Of course, recursion is NEVER a good way to accomplish such a task in MATLAB. You should understand that, even though it may be your assignment, don't get the crazy idea that it is something you should regularly practice. I'd suggest that until you get to the point where you fully understand why recursion is usually a bad thing in MATLAB, you should not be writing recursive codes.
Recursion forces MATLAB build a stack of function calls, and maintain them. The worst case is a Fibonacci recurrence, where we see the basic relation:
F(n) = F(n-1) + F(n-2)
That may look nice, but if each of the lower level calls on the right then calls F as a function again, the stack of calls grows exponentially large. For example,
F(5) = F(4) + F(3)
But then we need
F(4) = F(3) + F(2)
Do you see that we have already called for the value of F(3) twice? The size of the stack should grow as O(phi^n), where phi is the golden constant,
phi = (1+sqrt(5))/2
Anyway, in general, recursion is not an efficient way to do things in MATLAB. Other languages seem to love it. I'd say that MATLAB tolerates recursion, rather than love it.
But, given all that preamble, how would I solve this problem using recursion? There are at least two ways I might do so.
- Swap the first and last elements of the vector, then call the recursive code on elements 2:end-1.
- Break the vector into two segments, recursively swapping each of them.
I'm not sure if the essential scheme is clear from that, but I'll give code for each of those schemes, and that should help.
function swappedvec = SwapVecRecur1(vec)
% uses recursion to flip the sequence of a vector
% we want to make this robust to the vector orientation
vsize = size(vec);
vec = vec(:); % always assume a column vector
n = numel(vec);
if n < 2
swappedvec = vec;
elseif n == 2
swappedvec = [vec(2);vec(1)];
else
swappedvec = [vec(n);SwapVecRecur1(vec(2:n-1));vec(1)];
end
% just in case vec was a row vector originally
swappedvec = reshape(swappedvec,vsize);
end
You should see the main idea in this first code lies in the else clause of the if statement.
The second version I can think of uses a bisection like scheme, splitting the size of the vector in half each time.
function swappedvec = SwapVecRecur2(vec)
% uses recursion to flip the sequence of a vector
% we want to make this robust to the vector orientation
vsize = size(vec);
vec = vec(:); % always assume a column vector
n = numel(vec);
if n < 2
swappedvec = vec;
else
% n >= 2
nsplit = floor(n/2);
swappedvec = [SwapVecRecur2(vec(nsplit+1:n));SwapVecRecur2(vec(1:nsplit))];
end
% just in case vec was a row vector originally
swappedvec = reshape(swappedvec,vsize);
end
Again, the important part here lies in the else clause.

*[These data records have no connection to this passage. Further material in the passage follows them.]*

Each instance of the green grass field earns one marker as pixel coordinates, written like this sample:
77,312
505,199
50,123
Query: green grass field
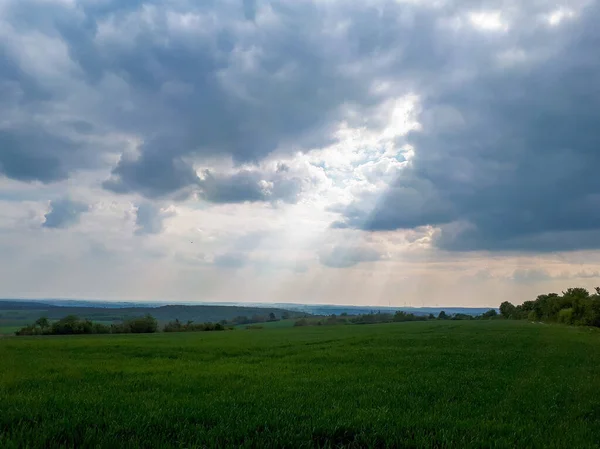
426,384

Do they both work?
vec = primes(15)
SwapVecRecur1(vec)
SwapVecRecur2(vec)
As you can see, both codes work. And while I can surely make each of them better, is one of them inherantly better than the other? The simplest test is to time them both.
vec = 1:10000;
timeit(@() SwapVecRecur1(vec))
timeit(@() SwapVecRecur2(vec))
And here we see the broad stack found in the second code is faster. You can think of the two codes as a tree. Each call of the function to itself grows the first tree one step higher. But in the second code, each time it is called, it makes the base of the tree wider.
Can we go one step further? Perhaps. Consider a ternary splitting of the vector, where each call to the swap tool calls itself THREE times, splitting the vector into 3 parts each time.

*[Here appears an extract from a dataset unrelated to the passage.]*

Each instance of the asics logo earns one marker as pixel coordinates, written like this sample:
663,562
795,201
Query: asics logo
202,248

function swappedvec = SwapVecRecur3(vec)
% uses recursion to flip the sequence of a vector
% we want to make this robust to the vector orientation
vsize = size(vec);
vec = vec(:); % always assume a column vector
n = numel(vec);
if n < 2
swappedvec = vec;
elseif n==2
swappedvec = [vec(2);vec(1)];
else
% the general case, n > 2
nsplit1 = floor(n/3);
nsplit2 = floor(n*2/3);
swappedvec = [SwapVecRecur3(vec(nsplit2+1:n));SwapVecRecur3(vec(nsplit1+1:nsplit2));SwapVecRecur3(vec(1:nsplit1))];
end
% just in case vec was a row vector originally
swappedvec = reshape(swappedvec,vsize);
end
SwapVecRecur3(1:10)
timeit(@() SwapVecRecur3(vec))
What is the recursion tree depth for each of these caes? In SwapVecRecur1, it will be approximately O(N/2). In SwapVecRecur2, it is O(log2(n)), and in the ternary recursion of SwapVecRecur3, it will be O(log3(N)). Here log3 indicates a log to the base 3.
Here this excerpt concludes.